Di questi caratteri, alcuni si possono riscontrare anche nel diritto alimentare derivato da altre fonti; così avviene per l'esclusione di azioni esecutive e conservative, di compensazione, ma solo in quanto ciò risulti da legge e nei ristretti limiti in cui lo richiede la tutela dello scopo per cui il diritto è costituito Perciò si ammette possibilità di pignoramento o compensazione parziale, si riconosce l'efficacia della transazione o compromesso. Altri dei suddetti caratteri possono riscontrarsi in quanto la volontà privata possa riconoscersi efficace a introdurli: per es. la dipendenza del diritto dal bisogno e dalle sostanze, e la sua variabilità.
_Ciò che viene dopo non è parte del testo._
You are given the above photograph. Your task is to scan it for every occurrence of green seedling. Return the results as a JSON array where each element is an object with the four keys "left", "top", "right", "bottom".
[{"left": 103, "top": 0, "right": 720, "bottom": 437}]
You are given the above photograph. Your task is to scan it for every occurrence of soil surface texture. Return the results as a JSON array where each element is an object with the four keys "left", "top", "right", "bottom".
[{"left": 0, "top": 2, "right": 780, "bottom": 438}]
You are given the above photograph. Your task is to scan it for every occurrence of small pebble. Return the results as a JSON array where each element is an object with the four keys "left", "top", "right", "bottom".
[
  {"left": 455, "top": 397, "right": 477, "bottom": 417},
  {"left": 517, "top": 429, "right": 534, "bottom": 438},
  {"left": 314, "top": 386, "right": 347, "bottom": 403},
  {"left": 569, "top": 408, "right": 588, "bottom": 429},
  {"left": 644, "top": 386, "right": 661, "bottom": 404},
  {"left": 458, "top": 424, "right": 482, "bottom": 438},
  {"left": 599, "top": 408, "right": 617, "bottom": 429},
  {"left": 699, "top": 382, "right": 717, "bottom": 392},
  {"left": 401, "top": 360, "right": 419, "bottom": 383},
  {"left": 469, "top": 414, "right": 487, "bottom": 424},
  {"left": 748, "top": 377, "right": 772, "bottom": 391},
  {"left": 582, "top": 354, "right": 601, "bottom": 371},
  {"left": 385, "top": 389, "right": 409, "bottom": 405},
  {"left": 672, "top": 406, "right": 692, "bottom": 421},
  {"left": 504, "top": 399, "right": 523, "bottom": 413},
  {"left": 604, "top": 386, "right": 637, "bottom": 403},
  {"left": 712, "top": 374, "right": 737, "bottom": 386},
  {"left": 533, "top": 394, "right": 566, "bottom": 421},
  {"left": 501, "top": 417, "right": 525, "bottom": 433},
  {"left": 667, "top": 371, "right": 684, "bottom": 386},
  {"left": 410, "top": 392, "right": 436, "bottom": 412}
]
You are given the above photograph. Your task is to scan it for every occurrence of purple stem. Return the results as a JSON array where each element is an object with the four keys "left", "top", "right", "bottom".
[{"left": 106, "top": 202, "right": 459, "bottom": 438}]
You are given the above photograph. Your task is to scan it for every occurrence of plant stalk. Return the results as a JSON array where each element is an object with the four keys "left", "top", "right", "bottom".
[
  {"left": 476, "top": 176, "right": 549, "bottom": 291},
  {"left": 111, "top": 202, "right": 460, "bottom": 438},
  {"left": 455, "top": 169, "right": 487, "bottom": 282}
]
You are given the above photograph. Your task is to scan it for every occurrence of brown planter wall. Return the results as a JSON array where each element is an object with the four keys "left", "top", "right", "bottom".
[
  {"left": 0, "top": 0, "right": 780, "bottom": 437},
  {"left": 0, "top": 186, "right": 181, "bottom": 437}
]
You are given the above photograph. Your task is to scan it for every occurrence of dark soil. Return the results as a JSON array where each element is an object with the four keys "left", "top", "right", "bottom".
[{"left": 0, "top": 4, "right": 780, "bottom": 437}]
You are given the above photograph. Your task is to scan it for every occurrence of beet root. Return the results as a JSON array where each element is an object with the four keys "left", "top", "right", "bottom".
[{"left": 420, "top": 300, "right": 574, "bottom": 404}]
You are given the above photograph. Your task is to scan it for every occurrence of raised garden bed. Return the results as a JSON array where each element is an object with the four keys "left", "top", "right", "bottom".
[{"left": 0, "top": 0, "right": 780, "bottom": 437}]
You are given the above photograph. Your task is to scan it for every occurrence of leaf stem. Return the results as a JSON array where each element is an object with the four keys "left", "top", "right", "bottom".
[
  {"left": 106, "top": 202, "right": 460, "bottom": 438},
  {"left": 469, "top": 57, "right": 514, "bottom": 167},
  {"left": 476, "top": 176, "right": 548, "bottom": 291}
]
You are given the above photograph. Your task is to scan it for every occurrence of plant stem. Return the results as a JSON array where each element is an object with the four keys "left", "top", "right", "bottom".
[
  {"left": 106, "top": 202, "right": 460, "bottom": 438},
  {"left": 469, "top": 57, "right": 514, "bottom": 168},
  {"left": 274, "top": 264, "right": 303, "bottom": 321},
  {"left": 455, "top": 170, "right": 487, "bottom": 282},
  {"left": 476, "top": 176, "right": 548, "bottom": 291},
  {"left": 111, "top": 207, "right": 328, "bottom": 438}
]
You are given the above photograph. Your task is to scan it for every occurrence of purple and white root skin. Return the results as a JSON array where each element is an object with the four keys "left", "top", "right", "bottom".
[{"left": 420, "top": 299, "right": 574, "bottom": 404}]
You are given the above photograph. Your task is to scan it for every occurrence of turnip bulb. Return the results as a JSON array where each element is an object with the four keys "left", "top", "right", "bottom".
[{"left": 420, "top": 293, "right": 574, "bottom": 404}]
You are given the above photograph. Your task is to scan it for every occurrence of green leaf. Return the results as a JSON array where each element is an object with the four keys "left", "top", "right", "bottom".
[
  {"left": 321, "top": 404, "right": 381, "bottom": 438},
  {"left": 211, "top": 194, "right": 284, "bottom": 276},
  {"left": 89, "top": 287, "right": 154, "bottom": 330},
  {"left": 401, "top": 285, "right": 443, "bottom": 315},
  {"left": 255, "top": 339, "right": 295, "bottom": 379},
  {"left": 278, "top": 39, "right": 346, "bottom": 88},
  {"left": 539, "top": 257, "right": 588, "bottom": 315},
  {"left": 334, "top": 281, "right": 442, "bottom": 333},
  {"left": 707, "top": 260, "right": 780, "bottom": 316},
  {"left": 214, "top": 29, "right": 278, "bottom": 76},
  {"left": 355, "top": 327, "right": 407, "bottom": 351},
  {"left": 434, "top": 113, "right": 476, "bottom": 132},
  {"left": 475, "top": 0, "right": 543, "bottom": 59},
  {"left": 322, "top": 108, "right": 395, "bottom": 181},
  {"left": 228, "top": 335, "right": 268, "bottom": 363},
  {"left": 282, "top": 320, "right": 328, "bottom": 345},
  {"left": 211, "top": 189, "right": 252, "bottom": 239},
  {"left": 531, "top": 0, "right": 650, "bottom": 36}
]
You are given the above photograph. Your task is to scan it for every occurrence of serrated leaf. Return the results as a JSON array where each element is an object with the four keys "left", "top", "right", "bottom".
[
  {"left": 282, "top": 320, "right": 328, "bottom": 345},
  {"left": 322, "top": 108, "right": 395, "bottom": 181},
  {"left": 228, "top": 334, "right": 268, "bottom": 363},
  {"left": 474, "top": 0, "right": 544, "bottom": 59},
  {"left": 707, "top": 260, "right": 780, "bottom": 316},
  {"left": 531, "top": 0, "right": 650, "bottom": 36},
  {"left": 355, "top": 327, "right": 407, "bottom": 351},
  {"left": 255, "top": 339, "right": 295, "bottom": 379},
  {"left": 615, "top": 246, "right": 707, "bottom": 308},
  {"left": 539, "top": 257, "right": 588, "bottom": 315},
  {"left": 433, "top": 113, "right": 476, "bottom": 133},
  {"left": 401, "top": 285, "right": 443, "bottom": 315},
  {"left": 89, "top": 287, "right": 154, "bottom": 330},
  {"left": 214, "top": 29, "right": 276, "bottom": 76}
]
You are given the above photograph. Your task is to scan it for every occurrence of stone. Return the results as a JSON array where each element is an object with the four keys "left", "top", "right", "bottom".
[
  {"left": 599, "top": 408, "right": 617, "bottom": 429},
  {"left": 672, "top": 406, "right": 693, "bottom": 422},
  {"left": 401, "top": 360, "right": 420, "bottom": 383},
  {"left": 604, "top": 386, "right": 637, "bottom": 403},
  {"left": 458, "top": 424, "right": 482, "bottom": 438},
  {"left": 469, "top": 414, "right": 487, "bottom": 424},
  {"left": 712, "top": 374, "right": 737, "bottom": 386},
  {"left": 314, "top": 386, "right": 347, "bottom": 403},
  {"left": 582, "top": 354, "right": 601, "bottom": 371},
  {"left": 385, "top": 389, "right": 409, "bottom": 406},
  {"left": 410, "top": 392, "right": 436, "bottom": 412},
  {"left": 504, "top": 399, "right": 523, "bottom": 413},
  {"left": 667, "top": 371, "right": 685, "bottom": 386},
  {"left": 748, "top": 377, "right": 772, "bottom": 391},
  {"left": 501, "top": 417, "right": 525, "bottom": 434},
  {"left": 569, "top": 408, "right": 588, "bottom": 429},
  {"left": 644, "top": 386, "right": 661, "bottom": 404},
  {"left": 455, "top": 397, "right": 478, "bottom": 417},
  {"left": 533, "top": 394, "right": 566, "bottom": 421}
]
L'obbligo alimentare familiare è posto dalla legge per i parenti, in linea retta fino al decimo grado, e in linea collaterale per i fratelli e sorelle; per il coniuge; per gli affini di primo grado; per figli e genitori adottivi. Fra tutte queste persone l'obbligo è reciproco. E fra di esse la legge fissa il seguente ordine: a) coniuge; b) discendenti legittimi, legittimati e adottivi; c) adottante; d) ascendenti legittimi o genitori naturali; e) figli naturali riconosciuti; f) genero e nuora; g) suocero e suocera; h) fratelli e sorelle (art. 142, 186-187, 211 cod. civ.). I parenti od affini di uno stesso ordine contribuiscono in parti proporzionali alle loro sostanze. Non si passa all'ordine successivo se non in quanto non possa l'obbligo esser soddisfatto, per mancanza o insufficienza di mezzi negli obbligati dell'ordine precedente. Tuttavia, per ragioni d'urgenza, si può chiedere che l'autorità giudiziaria ponga temporaneamente l'obbligo a carico di obbligati in sussidio, salvo regresso. L'obbligo non è né indivisibile, né solidale; ma si può ottenere dall'autorità giudiziaria che esso sia posto temporaneamente a carico di uno solo degli obbligati, salvo regresso (art. 145). L'ordine va osservato anche per determinare la preferenza fra più aventi diritto.
Fra più discendenti legittimi o legittimati l'ordine è quello con cui sarebbero chiamati alla successione legittima (art. 142), ed è indifferente che siano celibi o coniugati, dello stesso o di diverso letto. Fra più ascendenti l'ordine è determinato dalla prossimità del grado (art. 138).
Il marito è tenuto a prestare gli alimenti alla moglie, anche se questa ha mezzi proprî (art. 132); ma in caso di separazione legale, per colpa di lei, riprende vigore il requisito del bisogno (art. 156). Se la moglie, non separata nelle forme di legge, abbandona il domicilio coniugale, il marito può rifiutarle gli alimenti (art. 133) e altrettanto è da ritenere possa far la moglie in considerazione dell'obbligo reciproco di convivenza. Per il mantenimento dei figli minori contribuiscono ambedue i coniugi, in proporzione delle proprie sostanze, computati, nel contributo della madre, i frutti della dote (art. 132).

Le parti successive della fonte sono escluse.